"So there's likely to be some of this on his clothing?"
"Pants leg and shoes for certain, until he cleans them. Look here," he said, and my eyes followed the tip of the pen he was using as a pointer. Outlined on the light gray paint of the door to 3B was another bloody design. "That's hers, Alex. She must have braced herself with one foot against that panel to push the guy off. She put up a fierce struggle."
I could make out the V-shaped tip of a woman's shoe sole, and inches lower the circular mark that confirmed it was a pump rather than a flat.
"High heels and all, she did pretty well for herself. Just lucky." The uniformed cop who had been assigned to safeguard the crime scene for the past twenty-four hours spoke to Mercer as he straightened up.

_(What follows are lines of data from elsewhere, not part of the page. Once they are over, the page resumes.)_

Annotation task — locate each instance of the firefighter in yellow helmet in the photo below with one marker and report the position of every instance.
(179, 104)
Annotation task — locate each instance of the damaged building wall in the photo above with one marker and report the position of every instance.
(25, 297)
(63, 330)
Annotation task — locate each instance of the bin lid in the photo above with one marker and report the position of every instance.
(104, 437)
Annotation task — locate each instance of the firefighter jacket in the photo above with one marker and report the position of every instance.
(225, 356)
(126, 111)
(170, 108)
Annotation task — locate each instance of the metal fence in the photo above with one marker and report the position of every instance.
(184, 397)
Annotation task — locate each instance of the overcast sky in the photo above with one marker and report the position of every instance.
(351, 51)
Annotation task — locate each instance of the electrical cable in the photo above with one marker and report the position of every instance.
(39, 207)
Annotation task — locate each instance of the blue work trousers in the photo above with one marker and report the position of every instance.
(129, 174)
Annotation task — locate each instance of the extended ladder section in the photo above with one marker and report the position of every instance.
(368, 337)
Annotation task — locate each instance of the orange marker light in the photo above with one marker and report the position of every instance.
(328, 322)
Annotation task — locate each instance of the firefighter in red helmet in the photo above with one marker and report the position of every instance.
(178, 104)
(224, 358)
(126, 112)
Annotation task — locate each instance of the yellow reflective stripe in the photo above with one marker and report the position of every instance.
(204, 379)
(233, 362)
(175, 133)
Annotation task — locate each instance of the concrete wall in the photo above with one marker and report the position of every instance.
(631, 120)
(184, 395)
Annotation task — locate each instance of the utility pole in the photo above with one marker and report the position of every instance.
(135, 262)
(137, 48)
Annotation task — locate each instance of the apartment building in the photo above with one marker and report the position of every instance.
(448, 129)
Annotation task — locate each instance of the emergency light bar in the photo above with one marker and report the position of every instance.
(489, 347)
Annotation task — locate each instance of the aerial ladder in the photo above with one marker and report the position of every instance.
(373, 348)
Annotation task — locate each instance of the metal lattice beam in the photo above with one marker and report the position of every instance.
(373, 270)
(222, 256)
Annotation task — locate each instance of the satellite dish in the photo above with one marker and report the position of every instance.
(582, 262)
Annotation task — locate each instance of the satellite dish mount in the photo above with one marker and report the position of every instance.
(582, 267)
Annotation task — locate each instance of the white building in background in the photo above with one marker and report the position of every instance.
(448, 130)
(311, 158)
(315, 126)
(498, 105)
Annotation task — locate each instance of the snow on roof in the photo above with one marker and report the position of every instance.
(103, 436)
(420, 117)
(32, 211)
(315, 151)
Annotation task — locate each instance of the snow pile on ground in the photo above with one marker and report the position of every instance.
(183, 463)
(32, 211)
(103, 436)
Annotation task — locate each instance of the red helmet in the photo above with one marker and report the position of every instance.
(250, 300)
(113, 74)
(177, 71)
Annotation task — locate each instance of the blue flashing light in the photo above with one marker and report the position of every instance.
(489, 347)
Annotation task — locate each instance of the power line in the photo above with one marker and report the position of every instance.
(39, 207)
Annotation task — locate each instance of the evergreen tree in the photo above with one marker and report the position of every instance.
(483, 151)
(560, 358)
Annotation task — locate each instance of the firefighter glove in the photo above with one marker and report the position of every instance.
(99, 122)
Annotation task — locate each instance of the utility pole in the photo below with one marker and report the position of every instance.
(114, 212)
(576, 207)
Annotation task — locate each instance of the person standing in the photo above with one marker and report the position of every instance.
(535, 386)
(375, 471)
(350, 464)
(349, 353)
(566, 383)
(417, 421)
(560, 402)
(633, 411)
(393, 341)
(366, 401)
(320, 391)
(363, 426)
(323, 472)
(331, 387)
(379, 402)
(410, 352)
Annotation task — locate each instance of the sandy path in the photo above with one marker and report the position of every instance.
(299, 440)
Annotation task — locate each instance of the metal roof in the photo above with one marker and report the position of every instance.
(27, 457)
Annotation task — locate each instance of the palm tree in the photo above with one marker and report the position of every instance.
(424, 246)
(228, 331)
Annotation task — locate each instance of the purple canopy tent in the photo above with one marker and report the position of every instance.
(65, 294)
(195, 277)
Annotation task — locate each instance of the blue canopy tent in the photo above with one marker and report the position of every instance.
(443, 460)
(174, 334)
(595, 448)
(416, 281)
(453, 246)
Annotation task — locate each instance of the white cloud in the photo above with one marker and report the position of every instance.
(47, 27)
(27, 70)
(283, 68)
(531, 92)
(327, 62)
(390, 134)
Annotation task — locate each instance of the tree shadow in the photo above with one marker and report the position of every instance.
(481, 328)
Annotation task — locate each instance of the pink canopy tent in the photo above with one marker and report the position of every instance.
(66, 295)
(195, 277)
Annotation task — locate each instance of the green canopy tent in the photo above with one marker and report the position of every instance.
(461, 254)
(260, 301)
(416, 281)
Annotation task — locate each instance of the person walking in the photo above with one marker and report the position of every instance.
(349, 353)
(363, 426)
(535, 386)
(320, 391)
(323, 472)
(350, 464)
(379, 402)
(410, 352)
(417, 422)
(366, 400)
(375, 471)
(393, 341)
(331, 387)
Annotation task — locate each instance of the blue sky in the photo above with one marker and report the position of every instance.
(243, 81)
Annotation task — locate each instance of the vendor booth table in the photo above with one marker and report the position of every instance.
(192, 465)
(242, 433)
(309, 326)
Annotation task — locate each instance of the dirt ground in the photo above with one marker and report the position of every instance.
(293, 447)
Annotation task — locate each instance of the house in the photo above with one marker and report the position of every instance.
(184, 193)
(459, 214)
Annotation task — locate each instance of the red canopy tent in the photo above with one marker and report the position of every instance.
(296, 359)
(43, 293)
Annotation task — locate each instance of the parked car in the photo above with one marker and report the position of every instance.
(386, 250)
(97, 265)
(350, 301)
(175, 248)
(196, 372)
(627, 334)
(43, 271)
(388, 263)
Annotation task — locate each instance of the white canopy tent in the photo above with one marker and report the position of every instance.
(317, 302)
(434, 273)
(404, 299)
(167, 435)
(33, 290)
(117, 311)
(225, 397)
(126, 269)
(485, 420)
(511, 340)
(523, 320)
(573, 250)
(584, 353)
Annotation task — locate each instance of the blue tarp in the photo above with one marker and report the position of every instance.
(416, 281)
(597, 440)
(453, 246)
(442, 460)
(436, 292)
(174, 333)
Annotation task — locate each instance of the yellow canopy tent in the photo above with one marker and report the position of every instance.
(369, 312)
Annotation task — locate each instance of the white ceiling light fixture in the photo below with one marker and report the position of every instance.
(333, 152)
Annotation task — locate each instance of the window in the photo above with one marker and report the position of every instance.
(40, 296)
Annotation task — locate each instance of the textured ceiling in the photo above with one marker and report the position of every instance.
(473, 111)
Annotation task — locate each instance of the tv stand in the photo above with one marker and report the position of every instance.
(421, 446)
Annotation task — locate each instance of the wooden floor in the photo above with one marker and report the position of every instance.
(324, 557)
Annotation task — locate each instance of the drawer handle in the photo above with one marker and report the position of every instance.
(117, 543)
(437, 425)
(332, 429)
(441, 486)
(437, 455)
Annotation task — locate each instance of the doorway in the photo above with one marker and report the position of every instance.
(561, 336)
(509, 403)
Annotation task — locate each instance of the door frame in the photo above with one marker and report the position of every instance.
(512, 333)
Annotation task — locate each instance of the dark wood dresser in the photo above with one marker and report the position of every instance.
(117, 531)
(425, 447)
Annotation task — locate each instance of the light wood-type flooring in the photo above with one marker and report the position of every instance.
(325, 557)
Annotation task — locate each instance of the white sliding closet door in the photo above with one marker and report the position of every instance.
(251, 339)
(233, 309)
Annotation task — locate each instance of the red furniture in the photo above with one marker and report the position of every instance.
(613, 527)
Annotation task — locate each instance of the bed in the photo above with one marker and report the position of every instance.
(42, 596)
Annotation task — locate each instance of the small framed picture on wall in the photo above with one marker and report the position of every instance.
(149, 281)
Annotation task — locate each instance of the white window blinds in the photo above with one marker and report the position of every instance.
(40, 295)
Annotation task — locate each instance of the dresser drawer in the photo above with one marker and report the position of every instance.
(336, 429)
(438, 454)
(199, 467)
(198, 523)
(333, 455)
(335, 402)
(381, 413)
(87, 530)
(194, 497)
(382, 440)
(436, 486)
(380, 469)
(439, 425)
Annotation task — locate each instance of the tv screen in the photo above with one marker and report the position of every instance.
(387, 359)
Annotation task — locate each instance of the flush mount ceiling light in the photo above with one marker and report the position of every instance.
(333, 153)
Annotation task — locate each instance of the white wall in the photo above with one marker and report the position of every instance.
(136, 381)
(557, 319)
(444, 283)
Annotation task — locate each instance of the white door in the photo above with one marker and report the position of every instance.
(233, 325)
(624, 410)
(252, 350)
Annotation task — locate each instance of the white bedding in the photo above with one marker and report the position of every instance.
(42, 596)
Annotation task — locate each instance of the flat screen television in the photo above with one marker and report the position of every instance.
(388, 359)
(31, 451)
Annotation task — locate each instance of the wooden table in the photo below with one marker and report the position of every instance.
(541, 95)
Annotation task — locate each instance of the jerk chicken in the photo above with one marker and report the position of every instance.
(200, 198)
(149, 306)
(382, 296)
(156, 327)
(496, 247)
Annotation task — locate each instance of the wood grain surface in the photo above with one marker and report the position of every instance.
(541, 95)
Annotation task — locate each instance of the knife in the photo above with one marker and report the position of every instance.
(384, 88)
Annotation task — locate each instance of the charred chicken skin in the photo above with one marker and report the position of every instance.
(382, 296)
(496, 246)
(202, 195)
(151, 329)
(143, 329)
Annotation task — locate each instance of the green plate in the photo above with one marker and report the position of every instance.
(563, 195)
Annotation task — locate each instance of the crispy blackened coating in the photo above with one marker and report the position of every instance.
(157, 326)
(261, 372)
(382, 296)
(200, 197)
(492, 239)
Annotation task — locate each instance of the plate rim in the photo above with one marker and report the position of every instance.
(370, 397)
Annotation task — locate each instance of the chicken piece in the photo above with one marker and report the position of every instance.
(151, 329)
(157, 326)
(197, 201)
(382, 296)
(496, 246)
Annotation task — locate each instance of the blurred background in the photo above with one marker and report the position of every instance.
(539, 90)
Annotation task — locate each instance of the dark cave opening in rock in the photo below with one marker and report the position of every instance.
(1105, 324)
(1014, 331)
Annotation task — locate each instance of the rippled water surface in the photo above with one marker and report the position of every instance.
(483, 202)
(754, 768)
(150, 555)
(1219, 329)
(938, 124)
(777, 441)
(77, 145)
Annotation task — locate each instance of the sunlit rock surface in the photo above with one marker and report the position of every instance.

"That's what we're calling it now when someone resists a rapist and ends up in the intensive care unit with a few holes in her chest and a collapsed lung?"
"Sorry, Ms. Cooper. I mean the girl is fortunate to be alive. You know she went DOA when they pulled up to the docking bay at the emergency room?"
Mercer had told me that. Annika Jelt had stopped breathing on the short ride to New York Hospital. The cops who were dispatched to a neighbor's 911 call reporting screams in the stairwell knew there was no time to wait for an ambulance. The young officer who carried the victim down to the patrol car had served in the army reserves as a medic during the war in Iraq. Annika owed her life to the fact that he revived her in the backseat of the RMP, on the way to the ER, before she was rushed into surgery to inflate her lung and stanch the bleeding.
Mercer led the way down the staircase. The traces of black finger-print dust on the banister and walls reminded me that the Crime Scene Unit had done a thorough workup of the building when they were summoned by Mercer, shortly after the 3A.M. attack on a frigid morning in late January.